Almost half of European flexitarians want more plant-based options
9 November 2021
Nearly half of Europeans who want to eat less meat by switching to plant-based products think not enough options are available, a study has found.
Nearly half of European consumers who want to eat less meat by switching to plant-based products think not enough options are available, a study has found.
A survey of thousands of people across Europe found a massive shift was taking place towards plant-based foods, with 46% of respondents having already cut down on meat drastically and just under 40% planning to eat less in the near future.
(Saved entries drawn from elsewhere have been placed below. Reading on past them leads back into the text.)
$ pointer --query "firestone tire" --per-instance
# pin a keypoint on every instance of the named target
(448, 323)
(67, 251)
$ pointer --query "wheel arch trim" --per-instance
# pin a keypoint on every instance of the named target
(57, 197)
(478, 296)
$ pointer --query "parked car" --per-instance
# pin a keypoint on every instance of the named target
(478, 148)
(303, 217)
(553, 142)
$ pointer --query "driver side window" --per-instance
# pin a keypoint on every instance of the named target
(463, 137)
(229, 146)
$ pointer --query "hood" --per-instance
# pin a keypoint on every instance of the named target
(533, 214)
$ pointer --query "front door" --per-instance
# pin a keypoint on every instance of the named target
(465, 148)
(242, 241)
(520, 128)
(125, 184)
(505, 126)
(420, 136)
Researchers spoke to more than 7,500 people from across 10 countries about their attitudes towards meat and plant-based options. Only 7% of the respondents were vegetarians or vegan while around 30% were flexitarian – trying to eat less meat by swapping it with plant-based products.
But of the flexitarians surveyed, half thought plant-based meat products were too expensive, 45% thought there were not enough plant-based choices available in restaurants and supermarkets, and 48% wanted more information about plant-based meat. Almost 30% of Europeans said that they plan to consume substantially more plant-based dairy and meat products.
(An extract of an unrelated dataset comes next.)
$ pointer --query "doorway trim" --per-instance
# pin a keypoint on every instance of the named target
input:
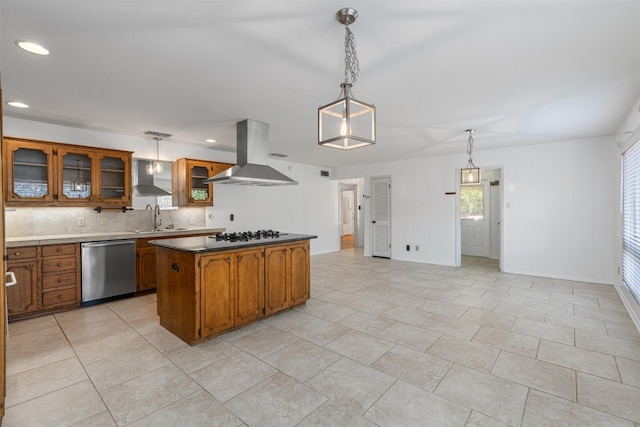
(458, 221)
Plant-based poultry, beef, salmon, and tuna are the plant-based meat and seafood products that flexitarians would most like to see in supermarkets, along with plant-based mozzarella and sliced cheese.
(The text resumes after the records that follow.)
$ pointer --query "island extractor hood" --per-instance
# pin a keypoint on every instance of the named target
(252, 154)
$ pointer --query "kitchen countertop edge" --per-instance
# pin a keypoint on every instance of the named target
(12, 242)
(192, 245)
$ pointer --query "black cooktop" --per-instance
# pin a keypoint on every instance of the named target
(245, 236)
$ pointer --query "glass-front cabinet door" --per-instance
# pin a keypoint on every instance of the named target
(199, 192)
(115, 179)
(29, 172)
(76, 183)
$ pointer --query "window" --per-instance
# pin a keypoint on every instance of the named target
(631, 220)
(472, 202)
The report comes as delegates gather at the COP26 summit, and sustainable food NGO the Good Food Institute (GFI) Europe calls for more government investment in research and development to advance plant-based and cultivated meat in order to achieve the full potential of these foods to reduce emissions.
Eine study led by Oxford University has found that – even if fossil fuel emissions were eliminated immediately – the world cannot meet its Paris Agreement targets without shifting away from conventional animal agriculture. Animal products account for 82% of the carbon emissions of European diets – but research shows that moving towards plant-based meat could reduce emissions by 30-90%.
The survey was carried out by ProVeg International in partnership with Innova Market Insights, the University of Copenhagen, and Ghent University as part of the EU-funded Smart Protein project. GFI is a partner of the Smart Protein project.
Acacia Smith, policy manager at the Good Food Institute Europe, said: “These findings demonstrate soaring demand for plant-based options from consumers across Europe. But it will take further research and development to achieve the full potential of these foods to cut emissions and relieve pressure on ecosystems. If they are serious about meeting their climate targets, world leaders must invest in sustainable proteins.”
Jasmijn de Boo, Vice President, ProVeg International, said: “The survey suggests tremendous potential for plant-based foods in Europe and gives a green light to all relevant players in the field to develop more and better products. Consumer demand for alternative proteins is growing at a remarkable rate, with no end in sight.”